Ressentant une situation anormale, j’avais demandé à mon gynécologue d’avancer mon rendez-vous de contrôle. J’ai finalement accouché huit jours après d’un fragile prématuré de six mois, très loin de chez nous. Résultat : deux mois d’hospitalisation en pédiatrie, six mois d’absence sur la ferme, mais surtout beaucoup d’incertitudes, de stress et plus tardivement de remords.

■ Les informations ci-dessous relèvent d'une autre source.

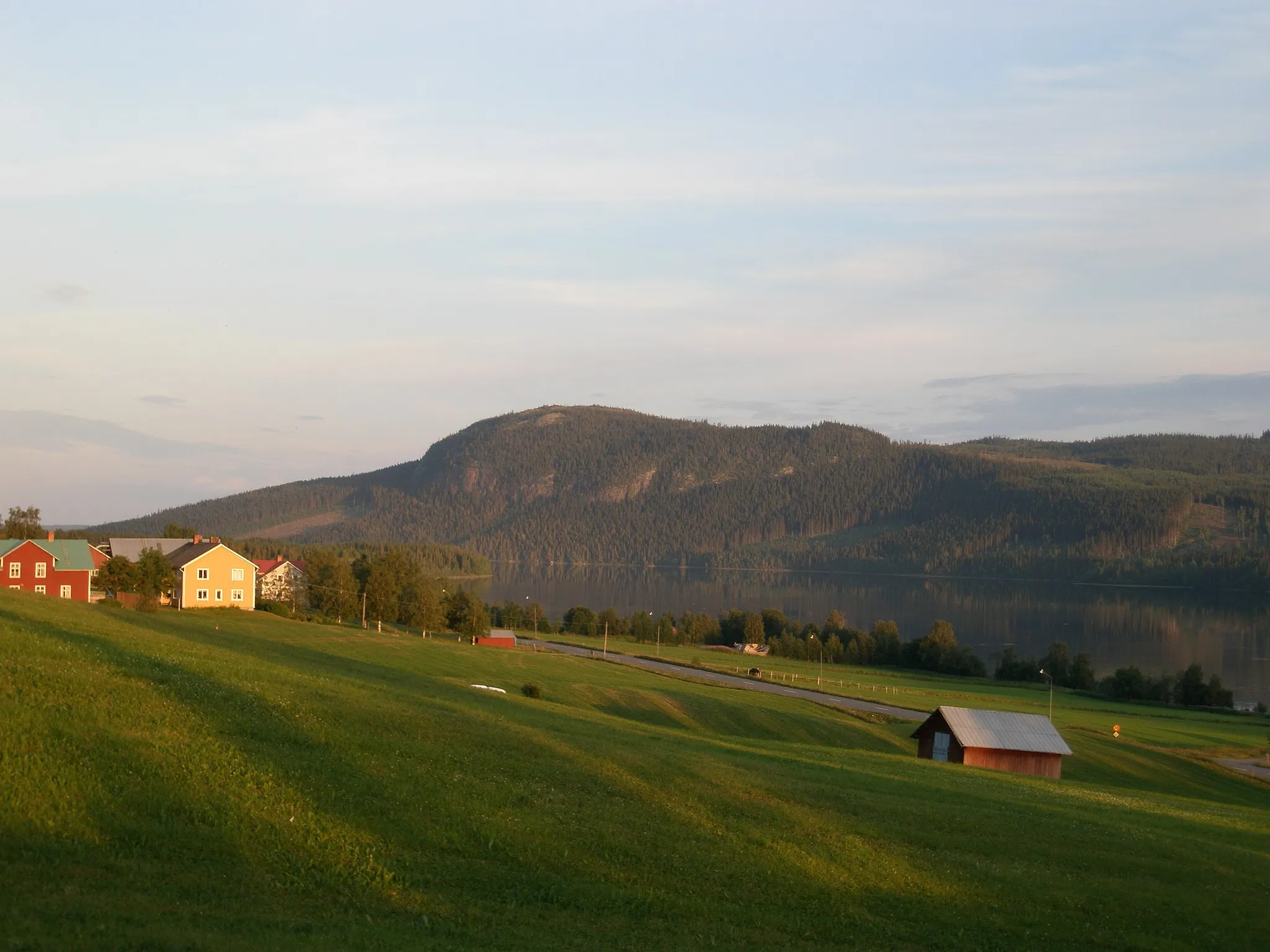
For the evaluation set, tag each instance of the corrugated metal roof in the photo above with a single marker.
(131, 547)
(1003, 730)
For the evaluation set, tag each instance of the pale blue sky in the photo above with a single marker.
(267, 242)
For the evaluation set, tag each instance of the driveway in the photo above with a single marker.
(733, 681)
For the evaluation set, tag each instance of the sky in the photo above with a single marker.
(243, 244)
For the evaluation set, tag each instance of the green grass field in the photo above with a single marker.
(224, 780)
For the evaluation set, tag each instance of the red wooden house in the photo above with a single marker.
(61, 568)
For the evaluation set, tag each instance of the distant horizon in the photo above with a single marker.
(86, 524)
(244, 245)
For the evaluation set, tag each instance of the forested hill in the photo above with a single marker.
(602, 485)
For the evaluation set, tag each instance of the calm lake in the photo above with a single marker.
(1158, 630)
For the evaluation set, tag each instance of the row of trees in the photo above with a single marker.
(150, 576)
(1188, 687)
(1067, 672)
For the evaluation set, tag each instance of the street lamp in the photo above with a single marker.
(1050, 694)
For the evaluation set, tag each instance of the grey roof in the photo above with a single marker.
(191, 551)
(131, 547)
(1002, 730)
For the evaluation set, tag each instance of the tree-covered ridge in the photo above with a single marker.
(600, 485)
(1180, 452)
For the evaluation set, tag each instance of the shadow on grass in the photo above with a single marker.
(479, 823)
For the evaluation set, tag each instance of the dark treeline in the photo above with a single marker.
(601, 485)
(1183, 452)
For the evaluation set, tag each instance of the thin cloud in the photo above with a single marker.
(66, 294)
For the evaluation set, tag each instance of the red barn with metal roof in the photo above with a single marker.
(1001, 741)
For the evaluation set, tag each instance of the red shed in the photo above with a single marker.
(1001, 741)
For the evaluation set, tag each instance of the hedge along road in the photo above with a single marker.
(733, 681)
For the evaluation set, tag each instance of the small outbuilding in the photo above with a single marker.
(1001, 741)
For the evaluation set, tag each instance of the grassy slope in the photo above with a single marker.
(271, 783)
(1184, 731)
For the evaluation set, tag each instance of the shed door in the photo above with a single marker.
(941, 747)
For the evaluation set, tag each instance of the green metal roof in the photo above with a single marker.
(69, 553)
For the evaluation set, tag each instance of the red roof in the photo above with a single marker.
(267, 565)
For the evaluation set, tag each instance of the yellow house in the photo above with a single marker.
(213, 575)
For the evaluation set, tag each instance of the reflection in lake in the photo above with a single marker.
(1158, 630)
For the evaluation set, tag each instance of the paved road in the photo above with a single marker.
(769, 687)
(1254, 769)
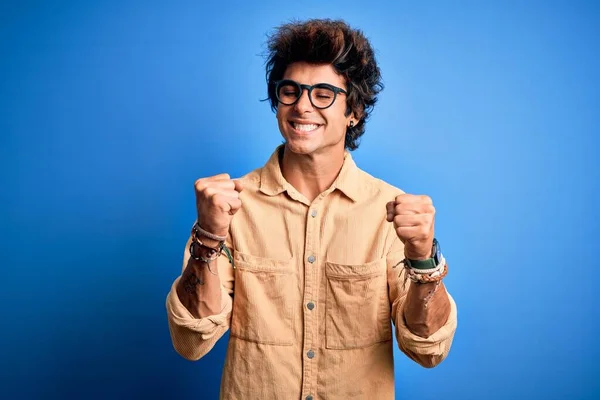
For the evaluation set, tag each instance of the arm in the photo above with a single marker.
(199, 305)
(424, 327)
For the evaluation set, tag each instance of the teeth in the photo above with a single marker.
(305, 127)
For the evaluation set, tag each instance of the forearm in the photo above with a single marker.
(426, 308)
(199, 288)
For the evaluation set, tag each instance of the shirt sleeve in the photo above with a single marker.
(193, 338)
(429, 351)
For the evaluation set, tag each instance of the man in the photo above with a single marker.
(303, 259)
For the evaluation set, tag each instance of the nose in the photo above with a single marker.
(303, 104)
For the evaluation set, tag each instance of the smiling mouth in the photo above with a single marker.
(304, 127)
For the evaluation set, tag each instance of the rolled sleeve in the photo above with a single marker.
(192, 337)
(429, 351)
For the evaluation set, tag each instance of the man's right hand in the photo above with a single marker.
(217, 201)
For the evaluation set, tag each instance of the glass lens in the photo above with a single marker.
(322, 96)
(288, 93)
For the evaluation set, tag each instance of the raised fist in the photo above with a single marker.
(217, 200)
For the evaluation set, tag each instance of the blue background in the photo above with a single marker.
(110, 110)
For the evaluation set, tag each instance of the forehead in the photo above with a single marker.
(311, 74)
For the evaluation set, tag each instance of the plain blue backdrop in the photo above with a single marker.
(110, 110)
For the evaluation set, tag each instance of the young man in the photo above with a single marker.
(316, 245)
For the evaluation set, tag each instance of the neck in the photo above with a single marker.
(311, 174)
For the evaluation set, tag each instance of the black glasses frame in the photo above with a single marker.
(301, 87)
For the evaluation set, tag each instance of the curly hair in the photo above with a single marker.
(324, 41)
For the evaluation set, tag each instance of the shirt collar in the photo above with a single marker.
(273, 183)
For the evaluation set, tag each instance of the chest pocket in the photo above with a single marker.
(358, 309)
(264, 300)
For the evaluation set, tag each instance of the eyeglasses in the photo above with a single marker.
(321, 95)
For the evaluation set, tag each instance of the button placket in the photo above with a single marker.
(311, 288)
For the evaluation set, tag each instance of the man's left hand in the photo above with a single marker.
(413, 218)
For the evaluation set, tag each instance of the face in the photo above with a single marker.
(309, 130)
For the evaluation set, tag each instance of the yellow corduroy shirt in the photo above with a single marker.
(311, 300)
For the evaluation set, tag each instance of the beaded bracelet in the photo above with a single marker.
(426, 278)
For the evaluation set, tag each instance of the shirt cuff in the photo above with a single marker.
(438, 344)
(207, 326)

Culpabilité et coresponsabilité

Le psychologue du service gynécologique-pédiatrique m’a aidé à faire la part entre mon fort sentiment de culpabilité et la coresponsabilité de mon entourage, peu conscient du risque pris. Je me sens coupable d’avoir mis mon enfant en danger. Mais quand on est chef d’entreprise, il y a une forte charge de travail physique et mentale, difficile à déléguer. De surcroît pour une femme : à la volonté de compter sur l’exploitation, s’ajoutent les tâches ménagères et les enfants. Je n’avais rien changé à ma façon de faire, comptant sur ma volonté et mes capacités. Mon mari et mes beaux-parents, qui travaillent avec moi, ne se sont pas rendu compte de mon état. Eux non plus n’ont rien changé. C’était la routine. Ils ne m’ont pas proposé d’alléger mes tâches et je n’ai pas osé, ni voulu, le leur demander. Ils m’auraient sûrement aidé.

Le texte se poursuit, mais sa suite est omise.